Trying, a film essay by Sean Maher.

Perfect Days is a film directed by Wim Wenders about a Japanese man who lives and works in Tokyo, Japan. There is a subtlety to the film, in how unsubtle the direction is. Things are shown plainly. Dreams are the murkiest part of the film. Every time Hirayama goes to sleep we see a strange version of reality portrayed in black and white. A dream reality. The black and white images fade into one another and sometimes the images relate directly to what just happened and sometimes they don’t.
This film is more than anything about the days of a man’s life which he aims to live alone. He wakes up and waters little saplings sitting under ultra violet lights in a room in his home. He exits the front door and looks at the sky. There are some people he just doesn’t want to say a word to. They can speak to him but he doesn’t need to say a thing so he doesn’t. Around the beginning it focuses heavily on the routine of his job. He cleans toilets around Tokyo. He works with a foolish man who wants to do anything but the job. This man is me from a few weeks ago but now I feel more like Hirayama today. Getting up in the morning and getting to work. Routine can become a beautiful thing. To know where one is within that hour or that hour. Hirayama works thoroughly. He cleans like it is his life’s purpose. He ends the day with reading a book. After watching this film I started reading. I mean as a writer you’d expect I would read but I really didn’t. I didn’t spend my free time reading. But now I do. It has become part of my life, my routine.
If the movie was just routine it would be interesting but it also wouldn’t have real content we expect from a narrative. The way routine is interrupted by life is important to this story. While Hirayama is cleaning sometimes he has to get out of the way for someone who really has to use the bathroom. Or there are moments when he sees a homeless person who acts strangely. He practices these movements, this almost dance. These ghosts come in and out of his life without much thought but they interrupt his attention. But the day marches on. One day he drives his foolish coworker to a date with the date in his little truck full of cleaning supplies. These little fanciful interruptions are both mundane and interesting. He seems like he depends on his routine to feel stable. He doesn’t want to be confronted by his day. This first real interruption is a deviation from his day but also is pretty mundane.
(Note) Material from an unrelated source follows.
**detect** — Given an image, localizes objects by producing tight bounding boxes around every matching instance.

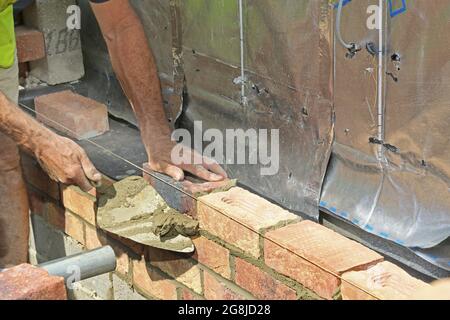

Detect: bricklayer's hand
[35,134,102,191]
[147,141,227,182]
Later in the film, his niece comes to his house as a runaway. She doesn’t mention the fact that she ran away and I didn’t think about it but it’s quite obvious in hindsight. She joins him while he cleans toilets for the first day. Getting up at the crack of dawn. They spend time together. He is still quiet but they seem to really enjoy each other’s company. He has to sleep in a closet though. It is a wonderful interruption. This does not last. His sister comes to his home and tells her daughter to get in the vehicle. Earlier in the movie the niece implies that there is something wrong between her mother and Hirayama. There is clearly tension between the two. She tears up when she learns that he is indeed cleaning toilets. She tells him that their father is becoming vacant from dementia, vacant of anger and disappointment she implies. She is wealthy. You can tell by her car and her driver. After this extended episode with his niece. He is shaken up. Anxiety comes to the surface. His next day just isn’t right. He has to work a double shift because the foolish coworker quit. The next day is a day off, things still don’t feel right and at the end of it he buys a pack of cigarettes and some beer.
I think this moment more than anything reminds me of a change I want to make and a moment I lived through. My days are full of escape. I scroll through Youtube. I waste my time with content I don’t really like. I put my work off to the last moment. I half ass the life I live. I want to be different. I seek a routine where I put myself and my health first. I want his routine. Where he needs spontaneity and people, I need routine and focus.
There was a moment where I felt utter despair at all that I needed to do to pass this last year at the University of Maine at Farmington. Now I’ve started with one step at a time. I write in the morning, read afterwards and then I start working on any school assignment I need done. Work is hard but it is its own reward. It’s working so far but I’m afraid I’ll go back to that space. Day wasting. Boring and bitter. I don’t want to let perfect days slip right by.